A 0.500 -g sample of a compound is dissolved in enough water to form \(100.0 \mathrm{mL}\) of solution. This solution has an osmotic pressure of 2.50 atm at \(25^{\circ} \mathrm{C}\). If each molecule of the solute dissociates into two particles (in this solvent), what is the molar mass of this solute?

To work with the osmotic pressure formula, we need to convert the given temperature from Celsius to Kelvin: \[ T_{K} = T_{C} + 273.15\] \[T_{K} = 25^{\circ}C + 273.15 = 298.15\,\mathrm{K}\]

Using the osmotic pressure formula, we can rearrange it to solve for the moles of solute particles: \[\cfrac{n}{V} = \cfrac{\Pi}{R \cdot T}\] We are given the osmotic pressure \(\Pi = 2.50\,\mathrm{atm}\), the volume of the solution \(V = 100.0\,\mathrm{mL} = 0.100\,\mathrm{L}\), and the ideal gas constant \(R = 0.0821\,\cfrac{\mathrm{L}\cdot\mathrm{atm}}{\mathrm{mol}\cdot\mathrm{K}}\). Now we can plug the values into the formula: \[\cfrac{n}{0.100\,\mathrm{L}} = \cfrac{2.50\,\mathrm{atm}}{(0.0821\,\cfrac{\mathrm{L}\cdot\mathrm{atm}}{\mathrm{mol}\cdot\mathrm{K}}) \cdot (298.15\,\mathrm{K})}\] From this, we can solve for the moles of solute particles, \(n\): \[n = 0.100\,\mathrm{L} \cdot \cfrac{2.50\,\mathrm{atm}}{(0.0821\,\cfrac{\mathrm{L}\cdot\mathrm{atm}}{\mathrm{mol}\cdot\mathrm{K}}) \cdot (298.15\,\mathrm{K})} = 0.0102\,\mathrm{mol}\]
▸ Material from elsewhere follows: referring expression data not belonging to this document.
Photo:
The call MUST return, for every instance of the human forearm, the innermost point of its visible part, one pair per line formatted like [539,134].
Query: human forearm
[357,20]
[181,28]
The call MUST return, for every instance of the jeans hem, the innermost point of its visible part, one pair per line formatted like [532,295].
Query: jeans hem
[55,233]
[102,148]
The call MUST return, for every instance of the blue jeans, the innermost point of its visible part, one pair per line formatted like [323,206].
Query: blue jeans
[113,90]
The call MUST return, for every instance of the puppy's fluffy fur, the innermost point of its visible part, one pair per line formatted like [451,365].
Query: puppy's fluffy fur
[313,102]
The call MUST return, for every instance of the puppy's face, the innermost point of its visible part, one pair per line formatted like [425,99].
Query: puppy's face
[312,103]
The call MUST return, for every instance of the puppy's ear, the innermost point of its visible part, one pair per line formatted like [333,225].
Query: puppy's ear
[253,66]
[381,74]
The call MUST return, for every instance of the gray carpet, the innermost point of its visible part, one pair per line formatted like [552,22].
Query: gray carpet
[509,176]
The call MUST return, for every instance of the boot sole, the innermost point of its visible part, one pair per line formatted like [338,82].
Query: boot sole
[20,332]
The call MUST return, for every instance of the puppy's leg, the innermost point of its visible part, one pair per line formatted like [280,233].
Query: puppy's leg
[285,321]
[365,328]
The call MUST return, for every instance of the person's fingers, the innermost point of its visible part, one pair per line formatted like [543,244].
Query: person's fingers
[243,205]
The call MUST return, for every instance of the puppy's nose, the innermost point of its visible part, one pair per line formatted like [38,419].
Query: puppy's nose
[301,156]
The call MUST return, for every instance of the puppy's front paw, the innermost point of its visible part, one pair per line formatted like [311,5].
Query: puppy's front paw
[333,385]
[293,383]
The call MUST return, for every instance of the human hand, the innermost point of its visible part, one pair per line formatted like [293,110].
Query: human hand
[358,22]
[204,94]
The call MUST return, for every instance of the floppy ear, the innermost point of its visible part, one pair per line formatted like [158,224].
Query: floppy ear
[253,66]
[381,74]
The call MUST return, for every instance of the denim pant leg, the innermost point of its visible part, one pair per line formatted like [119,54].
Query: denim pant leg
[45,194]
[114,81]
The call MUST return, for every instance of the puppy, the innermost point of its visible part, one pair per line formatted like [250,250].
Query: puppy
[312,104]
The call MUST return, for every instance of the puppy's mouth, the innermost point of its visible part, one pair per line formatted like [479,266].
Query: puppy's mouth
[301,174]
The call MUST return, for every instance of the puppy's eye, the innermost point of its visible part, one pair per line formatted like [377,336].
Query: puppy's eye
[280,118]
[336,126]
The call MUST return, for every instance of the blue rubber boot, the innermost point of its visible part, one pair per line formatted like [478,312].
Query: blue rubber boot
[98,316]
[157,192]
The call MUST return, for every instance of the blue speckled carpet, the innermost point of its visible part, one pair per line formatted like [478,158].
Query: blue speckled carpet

Since each molecule of the solute dissociates into two particles in the solvent, there are half as many moles of the solute compound as there are solute particles: \[n_{\mathrm{solute}} = \cfrac{n_{\mathrm{particles}}}{2}\] \[n_{\mathrm{solute}} = \cfrac{0.0102\,\mathrm{mol}}{2} = 0.0051\,\mathrm{mol}\]

We are given the sample mass as 0.500 g. Now we can find the molar mass of the solute using the following equation: \[M_{\mathrm{solute}} = \cfrac{m_{\mathrm{solute}}}{n_{\mathrm{solute}}}\] \[M_{\mathrm{solute}} = \cfrac{0.500\,\mathrm{g}}{0.0051\,\mathrm{mol}} = 97.8\,\cfrac{\mathrm{g}}{\mathrm{mol}}\] The molar mass of the solute compound is approximately 97.8 g/mol.